Rimvydas Laužikas (Vilnius University, Lithuania)  

The recent massive digitisation of written historical sources with the optical character recognition and availability online has created new opportunities and challenges for historical research. The main research problem is related to the fact that the travel accounts usually constitute only a small part of a given source and are unevenly distributed across different documents. Therefore, given the volume of digitised documents and the number of documents published in different languages, researching only one aspect of these documents, i.e., travel, as sources requires a significant amount of human and time resources.     

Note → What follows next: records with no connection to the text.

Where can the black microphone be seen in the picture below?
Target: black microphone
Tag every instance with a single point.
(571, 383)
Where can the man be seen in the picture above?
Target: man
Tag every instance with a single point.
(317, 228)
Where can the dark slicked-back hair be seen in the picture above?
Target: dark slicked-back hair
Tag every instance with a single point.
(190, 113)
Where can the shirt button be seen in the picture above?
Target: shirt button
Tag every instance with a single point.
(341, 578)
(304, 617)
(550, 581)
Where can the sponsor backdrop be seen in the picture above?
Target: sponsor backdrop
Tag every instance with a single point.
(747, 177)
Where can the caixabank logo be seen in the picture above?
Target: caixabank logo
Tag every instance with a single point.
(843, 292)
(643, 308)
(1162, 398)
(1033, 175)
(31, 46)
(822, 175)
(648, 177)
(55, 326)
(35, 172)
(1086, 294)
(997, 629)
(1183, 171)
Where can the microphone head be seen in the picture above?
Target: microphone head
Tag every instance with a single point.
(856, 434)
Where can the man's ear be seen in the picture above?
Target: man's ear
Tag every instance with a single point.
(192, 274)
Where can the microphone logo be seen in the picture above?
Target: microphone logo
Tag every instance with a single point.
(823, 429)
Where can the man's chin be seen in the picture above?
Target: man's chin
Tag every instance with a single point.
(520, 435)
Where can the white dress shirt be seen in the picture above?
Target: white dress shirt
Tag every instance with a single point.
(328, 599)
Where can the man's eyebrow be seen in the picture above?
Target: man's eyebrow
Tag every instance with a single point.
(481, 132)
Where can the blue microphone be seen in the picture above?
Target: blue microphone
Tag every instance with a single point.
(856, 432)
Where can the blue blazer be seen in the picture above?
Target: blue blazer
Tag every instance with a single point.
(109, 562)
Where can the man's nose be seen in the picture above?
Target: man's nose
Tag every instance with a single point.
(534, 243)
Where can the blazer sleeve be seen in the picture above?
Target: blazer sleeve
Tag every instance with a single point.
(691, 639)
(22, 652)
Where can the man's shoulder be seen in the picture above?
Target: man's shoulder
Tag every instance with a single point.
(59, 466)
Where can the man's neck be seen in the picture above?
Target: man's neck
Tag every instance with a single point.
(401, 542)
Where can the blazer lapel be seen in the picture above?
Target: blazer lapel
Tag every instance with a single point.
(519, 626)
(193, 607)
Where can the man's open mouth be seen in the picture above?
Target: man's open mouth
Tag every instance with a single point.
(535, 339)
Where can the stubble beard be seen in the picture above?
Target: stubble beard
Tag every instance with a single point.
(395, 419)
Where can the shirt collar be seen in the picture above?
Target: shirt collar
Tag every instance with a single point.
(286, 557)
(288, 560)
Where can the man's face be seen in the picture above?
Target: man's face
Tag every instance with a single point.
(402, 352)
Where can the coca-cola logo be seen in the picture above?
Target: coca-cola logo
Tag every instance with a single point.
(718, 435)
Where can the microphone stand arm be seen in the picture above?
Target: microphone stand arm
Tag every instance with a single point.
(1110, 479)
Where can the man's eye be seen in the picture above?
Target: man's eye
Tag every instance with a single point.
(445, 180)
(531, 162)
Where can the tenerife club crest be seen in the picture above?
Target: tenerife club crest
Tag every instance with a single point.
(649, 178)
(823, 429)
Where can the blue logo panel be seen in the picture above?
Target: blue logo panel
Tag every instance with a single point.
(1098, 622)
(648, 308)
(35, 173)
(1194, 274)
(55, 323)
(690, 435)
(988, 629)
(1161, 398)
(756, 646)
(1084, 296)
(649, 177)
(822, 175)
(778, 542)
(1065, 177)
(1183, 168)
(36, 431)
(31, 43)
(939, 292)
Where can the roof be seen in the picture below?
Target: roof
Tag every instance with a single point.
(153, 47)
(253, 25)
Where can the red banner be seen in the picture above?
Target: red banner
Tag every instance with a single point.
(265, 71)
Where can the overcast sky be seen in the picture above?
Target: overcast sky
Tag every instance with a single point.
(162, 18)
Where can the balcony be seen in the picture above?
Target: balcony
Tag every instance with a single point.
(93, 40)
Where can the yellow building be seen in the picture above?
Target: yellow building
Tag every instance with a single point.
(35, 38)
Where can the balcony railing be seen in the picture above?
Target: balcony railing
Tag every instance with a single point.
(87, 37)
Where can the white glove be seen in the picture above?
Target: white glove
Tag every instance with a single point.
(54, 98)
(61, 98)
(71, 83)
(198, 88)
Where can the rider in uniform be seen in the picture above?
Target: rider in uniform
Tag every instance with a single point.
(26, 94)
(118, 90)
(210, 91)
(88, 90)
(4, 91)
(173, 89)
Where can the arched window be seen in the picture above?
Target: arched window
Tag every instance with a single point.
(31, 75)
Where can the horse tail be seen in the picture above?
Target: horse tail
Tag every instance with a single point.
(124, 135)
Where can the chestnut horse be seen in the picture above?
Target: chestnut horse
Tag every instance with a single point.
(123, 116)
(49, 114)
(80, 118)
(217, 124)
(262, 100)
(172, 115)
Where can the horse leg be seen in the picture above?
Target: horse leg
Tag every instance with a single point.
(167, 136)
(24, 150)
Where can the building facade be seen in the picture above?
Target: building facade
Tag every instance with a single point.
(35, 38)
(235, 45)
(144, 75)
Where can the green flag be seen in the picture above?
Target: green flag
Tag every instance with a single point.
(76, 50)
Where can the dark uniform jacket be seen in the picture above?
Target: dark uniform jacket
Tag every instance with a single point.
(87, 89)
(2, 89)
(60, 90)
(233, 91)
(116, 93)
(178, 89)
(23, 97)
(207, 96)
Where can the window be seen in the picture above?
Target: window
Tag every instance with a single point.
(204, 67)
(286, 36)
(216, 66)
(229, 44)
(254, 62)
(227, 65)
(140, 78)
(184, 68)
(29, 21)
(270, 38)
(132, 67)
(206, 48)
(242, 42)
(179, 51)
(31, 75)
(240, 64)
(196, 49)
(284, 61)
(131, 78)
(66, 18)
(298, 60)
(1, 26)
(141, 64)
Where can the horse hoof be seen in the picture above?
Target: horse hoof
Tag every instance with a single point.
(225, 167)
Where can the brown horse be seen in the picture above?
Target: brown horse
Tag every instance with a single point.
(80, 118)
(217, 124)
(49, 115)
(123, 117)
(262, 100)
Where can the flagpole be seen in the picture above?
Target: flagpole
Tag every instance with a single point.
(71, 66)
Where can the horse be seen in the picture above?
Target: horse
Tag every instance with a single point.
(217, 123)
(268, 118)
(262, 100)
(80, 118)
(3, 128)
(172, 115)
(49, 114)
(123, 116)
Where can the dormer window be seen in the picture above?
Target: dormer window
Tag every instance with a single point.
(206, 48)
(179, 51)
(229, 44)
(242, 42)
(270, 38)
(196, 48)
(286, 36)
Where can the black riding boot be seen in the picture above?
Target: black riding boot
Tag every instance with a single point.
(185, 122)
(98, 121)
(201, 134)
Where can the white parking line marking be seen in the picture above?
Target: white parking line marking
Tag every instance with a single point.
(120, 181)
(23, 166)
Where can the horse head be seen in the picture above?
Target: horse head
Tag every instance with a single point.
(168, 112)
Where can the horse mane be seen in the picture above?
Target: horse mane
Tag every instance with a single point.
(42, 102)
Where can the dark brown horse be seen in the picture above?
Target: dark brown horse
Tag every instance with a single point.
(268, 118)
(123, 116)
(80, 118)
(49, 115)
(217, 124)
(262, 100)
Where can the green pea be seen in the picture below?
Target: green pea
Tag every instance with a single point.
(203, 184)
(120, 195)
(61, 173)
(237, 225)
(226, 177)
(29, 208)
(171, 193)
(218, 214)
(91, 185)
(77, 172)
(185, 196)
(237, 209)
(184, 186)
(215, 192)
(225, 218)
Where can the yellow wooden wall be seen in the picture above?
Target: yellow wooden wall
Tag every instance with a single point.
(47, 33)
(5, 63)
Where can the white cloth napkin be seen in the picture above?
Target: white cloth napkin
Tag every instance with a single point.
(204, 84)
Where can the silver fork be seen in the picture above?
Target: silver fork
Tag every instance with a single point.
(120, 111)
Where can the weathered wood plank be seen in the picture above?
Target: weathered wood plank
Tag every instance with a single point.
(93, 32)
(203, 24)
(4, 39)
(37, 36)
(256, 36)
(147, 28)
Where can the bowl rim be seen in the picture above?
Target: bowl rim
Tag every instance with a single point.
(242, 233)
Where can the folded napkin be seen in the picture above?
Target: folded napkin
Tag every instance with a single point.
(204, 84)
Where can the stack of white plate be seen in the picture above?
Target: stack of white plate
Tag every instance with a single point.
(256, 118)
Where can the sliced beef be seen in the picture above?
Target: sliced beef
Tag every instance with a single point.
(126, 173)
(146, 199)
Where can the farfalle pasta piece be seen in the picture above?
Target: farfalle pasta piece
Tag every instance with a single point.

The methodology presented in this paper is based on the application of the information paradigm and digital technology-based methods. The methodology consists of two steps: (i) text corpus with Optical Character Recognition (OCR) and (ii) collection and analysis of empirical data using a dictionary-based automatic coding method and its implementation with the MaxQDA software. The vocabulary used in the study is structured around six concepts (categories) related to past journeys: (i) the journey (general description), (ii) the road and its infrastructure (bridges, banks, etc.), (iii) means of transport, (iv) stopping places and places to stay overnight (towns, villages, taverns, post offices, etc.), (v) the people met on the way (inn-keepers, highwaymen, guides, etc.), and (vi) the food of the journey. Each concept is described by a set of key words and phrases. The methodology has been tested and found to address the research problem mentioned above.